Performance is one of the most important and most complex tasks when managing a database. It can be affected by the configuration, the hardware or even the design of the system. By default, PostgreSQL is configured with compatibility and stability in mind, since the performance depends a lot on the hardware and on our system itself. We can have a system with a lot of data being read but the information does not change frequently. Or we can have a system that writes continuously. For this reason, it is impossible to define a default configuration that works for all types of workloads.
In this blog, we will see how one goes about analyzing the workload, or queries, that are running. We shall then review some basic configuration parameters to improve the performance of our PostgreSQL database. As we mentioned, we will see only some of the parameters. The list of PostgreSQL parameters is extensive, we would only touch on some of the key ones. However, one can always consult the official documentation to delve into the parameters and configurations that seem most important or useful in our environment.
One of the first steps we can take to understand how to improve the performance of our database is to analyze the queries that are made.
PostgreSQL devises a query plan for each query it receives. To see this plan, we will use EXPLAIN.
The structure of a query plan is a tree of plan nodes. The nodes in the lower level of the tree are scan nodes. They return raw rows from a table. There are different types of scan nodes for different methods of accessing the table. The EXPLAIN output has a line for each node in the plan tree.
world=# EXPLAIN SELECT * FROM city t1,country t2 WHERE id>100 AND t1.population>700000 AND t2.population<7000000; QUERY PLAN -------------------------------------------------------------------------- Nested Loop (cost=0.00..734.81 rows=50662 width=144) -> Seq Scan on city t1 (cost=0.00..93.19 rows=347 width=31) Filter: ((id > 100) AND (population > 700000)) -> Materialize (cost=0.00..8.72 rows=146 width=113) -> Seq Scan on country t2 (cost=0.00..7.99 rows=146 width=113) Filter: (population < 7000000) (6 rows)
This command shows how the tables in our query will be scanned.

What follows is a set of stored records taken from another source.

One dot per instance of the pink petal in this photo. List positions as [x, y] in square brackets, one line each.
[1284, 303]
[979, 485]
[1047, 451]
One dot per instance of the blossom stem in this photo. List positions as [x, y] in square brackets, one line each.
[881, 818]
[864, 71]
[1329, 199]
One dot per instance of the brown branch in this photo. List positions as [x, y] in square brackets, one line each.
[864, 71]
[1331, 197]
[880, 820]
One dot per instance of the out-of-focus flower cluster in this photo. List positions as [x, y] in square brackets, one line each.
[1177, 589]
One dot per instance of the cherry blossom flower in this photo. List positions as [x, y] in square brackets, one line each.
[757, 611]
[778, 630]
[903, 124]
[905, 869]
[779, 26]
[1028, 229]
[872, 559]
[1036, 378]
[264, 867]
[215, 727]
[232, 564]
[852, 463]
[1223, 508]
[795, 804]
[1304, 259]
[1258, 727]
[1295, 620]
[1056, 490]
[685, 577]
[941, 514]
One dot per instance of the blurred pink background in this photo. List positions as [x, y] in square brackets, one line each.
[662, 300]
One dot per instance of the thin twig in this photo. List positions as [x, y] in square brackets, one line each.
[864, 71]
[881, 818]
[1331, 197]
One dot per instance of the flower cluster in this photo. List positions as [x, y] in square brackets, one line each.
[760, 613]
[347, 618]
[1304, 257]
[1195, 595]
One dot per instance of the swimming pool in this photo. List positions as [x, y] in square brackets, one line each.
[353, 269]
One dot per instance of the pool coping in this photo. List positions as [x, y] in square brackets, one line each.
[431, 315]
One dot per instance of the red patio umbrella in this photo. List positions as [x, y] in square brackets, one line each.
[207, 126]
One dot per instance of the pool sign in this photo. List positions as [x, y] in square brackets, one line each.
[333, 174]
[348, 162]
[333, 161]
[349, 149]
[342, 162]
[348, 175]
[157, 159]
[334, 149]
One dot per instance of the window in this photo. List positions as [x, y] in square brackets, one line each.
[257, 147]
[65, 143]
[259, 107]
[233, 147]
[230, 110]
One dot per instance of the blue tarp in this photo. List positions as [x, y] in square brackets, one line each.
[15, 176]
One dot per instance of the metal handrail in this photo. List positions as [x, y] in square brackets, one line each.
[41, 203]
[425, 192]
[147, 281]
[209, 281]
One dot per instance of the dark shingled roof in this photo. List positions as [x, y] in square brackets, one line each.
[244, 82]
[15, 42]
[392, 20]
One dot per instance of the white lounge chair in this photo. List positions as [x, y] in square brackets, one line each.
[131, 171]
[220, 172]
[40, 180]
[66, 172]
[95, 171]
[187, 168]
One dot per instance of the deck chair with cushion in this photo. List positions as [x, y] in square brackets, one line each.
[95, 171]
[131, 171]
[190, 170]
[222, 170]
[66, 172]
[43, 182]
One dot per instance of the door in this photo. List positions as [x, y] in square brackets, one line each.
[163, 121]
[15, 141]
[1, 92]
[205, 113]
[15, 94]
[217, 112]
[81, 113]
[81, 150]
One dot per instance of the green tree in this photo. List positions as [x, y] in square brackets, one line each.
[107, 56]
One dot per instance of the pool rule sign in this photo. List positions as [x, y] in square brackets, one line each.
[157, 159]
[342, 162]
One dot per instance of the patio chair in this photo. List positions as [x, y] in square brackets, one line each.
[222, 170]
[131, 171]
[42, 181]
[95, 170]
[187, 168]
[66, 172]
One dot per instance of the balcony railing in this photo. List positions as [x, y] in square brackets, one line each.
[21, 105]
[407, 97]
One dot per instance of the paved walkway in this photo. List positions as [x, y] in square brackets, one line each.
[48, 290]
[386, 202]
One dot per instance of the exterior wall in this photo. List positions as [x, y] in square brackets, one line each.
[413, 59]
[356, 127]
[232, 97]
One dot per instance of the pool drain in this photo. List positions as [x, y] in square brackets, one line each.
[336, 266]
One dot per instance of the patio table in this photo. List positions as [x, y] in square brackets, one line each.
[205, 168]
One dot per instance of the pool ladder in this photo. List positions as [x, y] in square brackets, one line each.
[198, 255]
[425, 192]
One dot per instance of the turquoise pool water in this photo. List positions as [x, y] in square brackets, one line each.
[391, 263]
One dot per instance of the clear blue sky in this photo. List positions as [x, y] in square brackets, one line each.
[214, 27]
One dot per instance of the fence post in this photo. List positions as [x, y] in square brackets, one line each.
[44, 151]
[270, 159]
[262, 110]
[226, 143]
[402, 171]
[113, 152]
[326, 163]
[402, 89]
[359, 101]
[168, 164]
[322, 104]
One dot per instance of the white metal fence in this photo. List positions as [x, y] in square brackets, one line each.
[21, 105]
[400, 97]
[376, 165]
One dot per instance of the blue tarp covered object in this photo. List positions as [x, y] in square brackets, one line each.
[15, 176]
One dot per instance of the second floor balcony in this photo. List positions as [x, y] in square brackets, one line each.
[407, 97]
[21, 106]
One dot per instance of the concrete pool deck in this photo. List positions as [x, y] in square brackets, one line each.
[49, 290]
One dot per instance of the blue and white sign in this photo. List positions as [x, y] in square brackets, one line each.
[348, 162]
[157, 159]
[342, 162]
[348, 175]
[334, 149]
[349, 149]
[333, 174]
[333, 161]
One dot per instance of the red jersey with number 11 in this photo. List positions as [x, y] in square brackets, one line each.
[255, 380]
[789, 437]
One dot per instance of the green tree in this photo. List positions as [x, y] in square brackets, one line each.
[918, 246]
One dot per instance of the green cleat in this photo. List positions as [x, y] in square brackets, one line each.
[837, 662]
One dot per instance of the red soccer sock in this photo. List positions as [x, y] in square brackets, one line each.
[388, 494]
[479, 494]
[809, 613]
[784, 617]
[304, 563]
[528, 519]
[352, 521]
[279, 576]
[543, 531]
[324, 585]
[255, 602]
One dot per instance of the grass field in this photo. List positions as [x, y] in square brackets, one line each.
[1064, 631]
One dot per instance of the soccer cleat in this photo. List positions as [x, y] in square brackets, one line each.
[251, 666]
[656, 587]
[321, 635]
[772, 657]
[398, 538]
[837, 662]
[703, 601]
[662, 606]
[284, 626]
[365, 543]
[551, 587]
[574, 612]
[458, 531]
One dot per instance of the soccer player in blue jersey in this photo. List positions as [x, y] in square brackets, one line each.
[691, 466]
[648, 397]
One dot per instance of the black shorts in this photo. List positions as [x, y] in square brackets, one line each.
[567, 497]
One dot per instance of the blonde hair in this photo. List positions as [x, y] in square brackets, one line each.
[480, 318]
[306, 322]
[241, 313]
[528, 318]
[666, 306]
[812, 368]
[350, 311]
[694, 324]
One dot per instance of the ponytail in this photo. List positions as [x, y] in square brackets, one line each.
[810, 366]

Let’s see what these values correspond to that we can observe in our EXPLAIN.
- The first parameter shows the operation that the engine is performing on the data in this step.
- Estimated start-up cost. This is the time spent before the output phase can begin.
- Estimated total cost. This is stated on the assumption that the plan node is run to completion. In practice, a node’s parent node might stop short of reading all available rows.
- Estimated number of rows output by this plan node. Again, the node is assumed to be run to completion.
- Estimated average width of rows output by this plan node.
The most critical part of the display is the estimated statement execution cost, which is the planner’s guess at how long it will take to run the statement. When comparing how effective one query is against the other, we will in practice be comparing the cost values of them.
It’s important to understand that the cost of an upper-level node includes the cost of all its child nodes. It’s also important to realize that the cost only reflects things that the planner cares about. In particular, the cost does not consider the time spent transmitting result rows to the client, which could be an important factor in the real elapsed time; but the planner ignores it because it cannot change it by altering the plan.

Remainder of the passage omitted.